Even computers of 10 years ago could easily crack the vast majority of NTLM hashes in a few days without using rainbow tables, and with the tables, the cracking is almost instantaneous.
I've seen this done with the second password being (1) used not to log in, but to make a major action within the account, e.g. a monetary transaction; (2) of different type from the first password, e.g. first password is constant text, second password is from 1-time pad or SMS message.
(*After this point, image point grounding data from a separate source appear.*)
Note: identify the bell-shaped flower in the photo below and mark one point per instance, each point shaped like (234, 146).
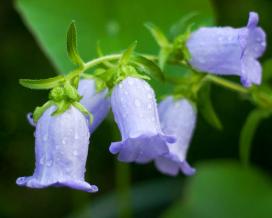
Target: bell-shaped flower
(178, 118)
(61, 148)
(135, 112)
(97, 103)
(229, 51)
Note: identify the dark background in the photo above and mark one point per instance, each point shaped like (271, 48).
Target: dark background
(20, 56)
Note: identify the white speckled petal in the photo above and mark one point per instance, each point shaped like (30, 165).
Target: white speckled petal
(178, 118)
(135, 112)
(95, 102)
(61, 148)
(226, 50)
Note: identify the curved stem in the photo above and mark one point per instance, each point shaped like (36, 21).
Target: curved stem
(100, 60)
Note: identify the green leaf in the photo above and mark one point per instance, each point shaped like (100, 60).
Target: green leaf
(206, 108)
(158, 35)
(163, 57)
(72, 45)
(248, 130)
(148, 67)
(111, 22)
(127, 54)
(225, 189)
(42, 83)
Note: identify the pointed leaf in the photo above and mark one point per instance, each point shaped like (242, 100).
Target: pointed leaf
(42, 83)
(72, 45)
(247, 133)
(158, 35)
(148, 67)
(206, 108)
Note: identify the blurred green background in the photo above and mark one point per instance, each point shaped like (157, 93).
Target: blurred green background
(32, 45)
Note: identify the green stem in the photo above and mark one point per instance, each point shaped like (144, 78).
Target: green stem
(227, 84)
(100, 60)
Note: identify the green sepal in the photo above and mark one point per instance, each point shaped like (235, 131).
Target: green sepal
(62, 106)
(71, 92)
(147, 67)
(206, 108)
(42, 83)
(38, 112)
(157, 34)
(72, 45)
(127, 54)
(83, 110)
(56, 94)
(248, 130)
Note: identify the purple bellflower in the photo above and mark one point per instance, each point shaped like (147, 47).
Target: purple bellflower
(61, 148)
(135, 112)
(229, 51)
(97, 103)
(178, 118)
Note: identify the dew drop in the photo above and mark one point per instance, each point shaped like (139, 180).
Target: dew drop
(149, 96)
(75, 153)
(42, 160)
(130, 82)
(137, 103)
(45, 137)
(21, 180)
(49, 163)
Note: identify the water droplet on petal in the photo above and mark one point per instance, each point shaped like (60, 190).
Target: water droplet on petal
(137, 103)
(75, 153)
(42, 160)
(21, 180)
(45, 138)
(149, 96)
(49, 163)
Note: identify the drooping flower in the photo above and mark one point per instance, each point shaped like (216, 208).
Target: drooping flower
(97, 103)
(135, 112)
(178, 118)
(229, 51)
(61, 147)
Used that way, it seemed like a good idea.
This could be used to log in, if the account contains highly sensitive data and logging in is used not that often, but this way it alredy seems like not that good idea.
Using one constant text password to log in, and another constant text password to perform major actions might make some sense in some circumstances, but much less than with one-time secondary password.
Using two constant text passwords just to log in offers very little benefit over one longer password, and also have some major drawbacks, as per the other answers.
A common method used by banks is a pin number and a password. then random characters in a random order are asked for e.g. enter number 3 1 2 of your pin number and enter characters 3 9 5 of your password... this makes it harder for keyloggers to get any information but this requires a method of 2 passwords to ensure random attacks cannot happen, along with a fail2ban, respectively.
so the answer is no, its not a bad idea but nothing is a bad idea, its the implementation which makes it great or a mistake.
Neither are completely fail safe because usually the one trying to access the account has other means to obtain the user made password then giving them access to the two step authentication password which frankly is pretty easy to get because it uses a back up phone or alternate email with that being said I believe one longer password with random character other than just letters and numbers
Businesses call the arrangement "two-factor authentication," but it boils down to having one password that you make up for yourself and another password that you get from someplace else. This is the computer equivalent of the security provided by a safety deposit box: Your key alone can't open the box, and neither can the bank's key; both parties need to use both keys at the same time.